Definition: Martingale

A stochastic process $\{Y_t\}_{t \geq 0}$ is a martingale if for $t \geq 0$,

$\mathbb{E}[Y_t \mid Y_r, 0 \leq r \leq s] = Y_s$ for $0 \leq s \leq t$.
$\mathbb{E}[|Y_t|] < \infty$. A Brownian motion $B_t$ is a martingale.

Proof

We have, $$ \begin{align*} \mathbb{E}[B_t \mid B_r, 0 \leq r \leq s] & = \mathbb{E}[B_t - B_s + B_s \mid B_r, 0 \leq r \leq s] \newline & = \mathbb{E}[B_t - B_s \mid B_r, 0 \leq r \leq s] + \mathbb{E}[B_s \mid B_r, 0 \leq r \leq s] \newline & = 0 + B_s \newline & = B_s. \end{align*} $$ and, $$ \begin{align*} \mathbb{E}[|B_t|] & = \int_{-\infty}^{\infty} |x| \ \mathcal{N}(x; 0, t) \ dx \newline & = 2 \int_{0}^{\infty} x \ \mathcal{N}(x; 0, t) \ dx \newline & = 2 \int_{0}^{\infty} x \ \frac{1}{\sqrt{2 \pi t}} \exp\left(-\frac{x^2}{2 t}\right) \ dx \newline & = 2 \cdot \frac{1}{\sqrt{2 \pi t}} \cdot t \newline & = \sqrt{\frac{2 t}{\pi}} < \infty. \newline \end{align*} $$

Further, one can define a martingale with respect to other stochastic processes.

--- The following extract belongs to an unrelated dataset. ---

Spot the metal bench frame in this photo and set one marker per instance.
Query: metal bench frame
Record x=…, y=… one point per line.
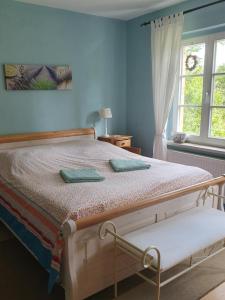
x=145, y=258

$\{Y_t\}_{t \geq 0}$ is a martingale with respect to $\{X_t\}_{t \geq 0}$ if for $t \geq 0$,

$\mathbb{E}[Y_t \mid X_r, 0 \leq r \leq s] = Y_s$ for $0 \leq s \leq t$.
$\mathbb{E}[|Y_t|] < \infty$.

Example

Let $Y_t \coloneqq B_t^2 - t$ for $t \geq 0$. Then, $\{Y_t\}_{t \geq 0}$ is a martingale with respect to the Brownian motion $\{B_t\}_{t \geq 0}$.

Proof

We have, $$ \begin{align*} \mathbb{E}[Y_t \mid B_r, 0 \leq r \leq s] & = \mathbb{E}[B_t^2 - t \mid B_r, 0 \leq r \leq s] \newline & = \mathbb{E}[(B_t - B_s + B_s)^2 - t \mid B_r, 0 \leq r \leq s] \newline & = \mathbb{E}[(B_t - B_s)^2 \mid B_r, 0 \leq r \leq s] + 2 B_s \mathbb{E}[B_t - B_s \mid B_r, 0 \leq r \leq s] + B_s^2 - t \newline & = (t - s) + 0 + B_s^2 - t \newline & = B_s^2 - s \newline & = Y_s. \end{align*} $$ Further, $$ \begin{align*} \mathbb{E}[|Y_t|] & = \mathbb{E}[|B_t^2 - t|] \newline & \leq \mathbb{E}[B_t^2] + t \newline & = \mathrm{Var}(B_t) + (\mathbb{E}[B_t])^2 + t \newline & = t + 0 + t \newline & = 2 t < \infty. \newline \end{align*} $$ Thus, $\{Y_t\}_{t \geq 0}$ is a martingale with respect to $\{B_t\}_{t \geq 0}$. $_\blacksquare$

Derivation: Geometric Brownian Motion can be a Martingale

Let $G_t \coloneqq G_0 e^{\mu t + \sigma B_t}$ be a geometric Brownian motion. We can derive that, $$ \begin{align*} \mathbb{E}[G_t \mid B_r, 0 \leq r \leq s] & \coloneqq \mathbb{E}[G_0 e^{\mu t + \sigma B_t} \mid B_r, 0 \leq r \leq s] \newline & = \mathbb{E}[G_0 e^{\mu(t - s) + \sigma (B_t - B_s) + \mu s + \sigma B_s} e^{\mu s + \sigma B_s} \mid B_r, 0 \leq r \leq s] \newline & = \mathbb{E}[G_{t - s}] e^{\mu s + \sigma B_s} \newline & = G_0 e^{(t - s)(\mu + \frac{\sigma^2}{2})} e^{\mu s + \sigma B_s}. \newline & = G_s e^{(t - s)(\mu + \frac{\sigma^2}{2})}. \newline \end{align*} $$ We see that $G_t$ is a martingale with respect to $B_t$ if and only if $\mu + \frac{\sigma^2}{2} = 0$, i.e., $\mu = -\frac{\sigma^2}{2}$.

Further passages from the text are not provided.